Let me illustrate: the current Fed Cup tie between Slovenia and Germany is taking place at the Lukna Arena in Maribor, right next to the stadium where Slovenia booked its ticket to the 2010 World Cup a little less than a year ago with a win over the mighty Russia. While just missing out on advancing to the knock-out stages of the World Cup, Slovenia's football team is currently ranked 15th in the world.
If you travel 100 metres north of the arena, you are able to catch the sight of the ski slopes of the Pohorje hills basking in the sun, an unmistakable reminder of Slovenia’s status of a nation of skiers.
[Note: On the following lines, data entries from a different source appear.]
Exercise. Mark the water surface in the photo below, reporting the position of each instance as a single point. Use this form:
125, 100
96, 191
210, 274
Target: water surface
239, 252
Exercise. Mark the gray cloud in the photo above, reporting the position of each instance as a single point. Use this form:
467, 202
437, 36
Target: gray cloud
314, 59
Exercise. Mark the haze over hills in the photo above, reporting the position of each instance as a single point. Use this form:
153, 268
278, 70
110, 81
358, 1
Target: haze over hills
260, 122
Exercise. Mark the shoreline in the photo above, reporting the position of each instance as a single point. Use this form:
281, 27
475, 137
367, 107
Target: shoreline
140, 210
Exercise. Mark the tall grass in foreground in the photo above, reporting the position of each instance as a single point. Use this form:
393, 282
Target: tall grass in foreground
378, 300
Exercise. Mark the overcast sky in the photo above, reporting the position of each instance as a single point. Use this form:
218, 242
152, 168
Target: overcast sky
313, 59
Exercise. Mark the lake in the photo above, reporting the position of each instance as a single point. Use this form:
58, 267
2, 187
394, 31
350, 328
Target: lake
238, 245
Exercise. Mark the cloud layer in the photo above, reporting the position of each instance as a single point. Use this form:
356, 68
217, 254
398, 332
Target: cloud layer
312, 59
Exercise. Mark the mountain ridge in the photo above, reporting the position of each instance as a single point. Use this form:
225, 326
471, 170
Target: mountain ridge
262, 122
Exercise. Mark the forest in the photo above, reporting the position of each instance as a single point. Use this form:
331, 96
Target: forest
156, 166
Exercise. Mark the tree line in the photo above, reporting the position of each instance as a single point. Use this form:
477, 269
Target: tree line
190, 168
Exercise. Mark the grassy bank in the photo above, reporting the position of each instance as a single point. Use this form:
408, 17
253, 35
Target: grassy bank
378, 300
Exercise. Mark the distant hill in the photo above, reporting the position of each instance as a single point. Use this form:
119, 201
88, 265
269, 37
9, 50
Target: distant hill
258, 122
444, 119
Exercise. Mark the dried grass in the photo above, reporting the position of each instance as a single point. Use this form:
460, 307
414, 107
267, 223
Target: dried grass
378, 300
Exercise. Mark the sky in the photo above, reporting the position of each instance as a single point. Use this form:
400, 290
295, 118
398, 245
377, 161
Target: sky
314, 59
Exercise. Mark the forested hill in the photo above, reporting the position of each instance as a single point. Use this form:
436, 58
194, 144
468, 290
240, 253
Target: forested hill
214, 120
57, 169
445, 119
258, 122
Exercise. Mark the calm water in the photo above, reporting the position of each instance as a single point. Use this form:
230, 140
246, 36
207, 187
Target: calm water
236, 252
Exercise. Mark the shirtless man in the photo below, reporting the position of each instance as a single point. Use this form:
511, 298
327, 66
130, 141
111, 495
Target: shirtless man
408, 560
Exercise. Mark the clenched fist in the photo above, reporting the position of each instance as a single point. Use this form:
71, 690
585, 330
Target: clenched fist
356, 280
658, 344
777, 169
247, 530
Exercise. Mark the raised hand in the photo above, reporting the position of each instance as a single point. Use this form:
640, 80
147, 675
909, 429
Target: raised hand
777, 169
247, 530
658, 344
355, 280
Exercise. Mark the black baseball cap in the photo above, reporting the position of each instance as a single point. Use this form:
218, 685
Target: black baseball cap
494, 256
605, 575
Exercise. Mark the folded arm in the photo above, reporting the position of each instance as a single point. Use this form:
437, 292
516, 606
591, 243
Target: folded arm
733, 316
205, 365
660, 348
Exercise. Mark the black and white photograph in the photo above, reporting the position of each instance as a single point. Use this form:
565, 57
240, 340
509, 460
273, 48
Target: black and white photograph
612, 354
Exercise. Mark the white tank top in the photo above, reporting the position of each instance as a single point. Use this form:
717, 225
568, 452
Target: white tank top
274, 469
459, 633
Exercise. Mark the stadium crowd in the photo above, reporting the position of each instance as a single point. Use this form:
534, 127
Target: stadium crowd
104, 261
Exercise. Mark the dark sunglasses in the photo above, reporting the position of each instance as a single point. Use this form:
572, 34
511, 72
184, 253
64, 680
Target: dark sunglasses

Last year, Tina Maze brought home two silver medals from the Vancouver Winter Games.
Then there is the Slovenian national basketball team, which a few months ago made it to the quarterfinals of the World Championships; the national ice hockey team, which will be playing the World Division I Ice Hockey Championships in April; a host of individual sports where Slovenia regularly wins medals at major championships, including swimming and athletics; all this is to name but a few.
Returning to tennis, it was only seven years ago when Slovenian tennis seemed to have reached a peak as its women’s team reached No. 9 in Fed Cup rankings and qualified for the World Group. To top it off, it was drawn against USA to play Venus Williams & Co. in the first round at home. Life was sweet for Slovenian tennis fans, despite a loss in that match.
Clouds would soon appear, however, as the “four-leafed clover” of Tina Pisnik, Katarina Srebotnik, Maja Matevzic and Tina Krizan was broken up by career-ending injuries to Pisnik and Matevzic at the height of their careers.
In spite of this set-back, which might have meant years and even decades in the tennis wilderness for many countries, let alone those of Slovenia’s size, only seven years later Slovenia is back in World Group II with a new-look team led by 20-year-old Polona Hercog. And no matter what the outcome against Germany in Maribor this weekend, it is safe to say that the future of tennis – and sports in general – in Slovenia is bright.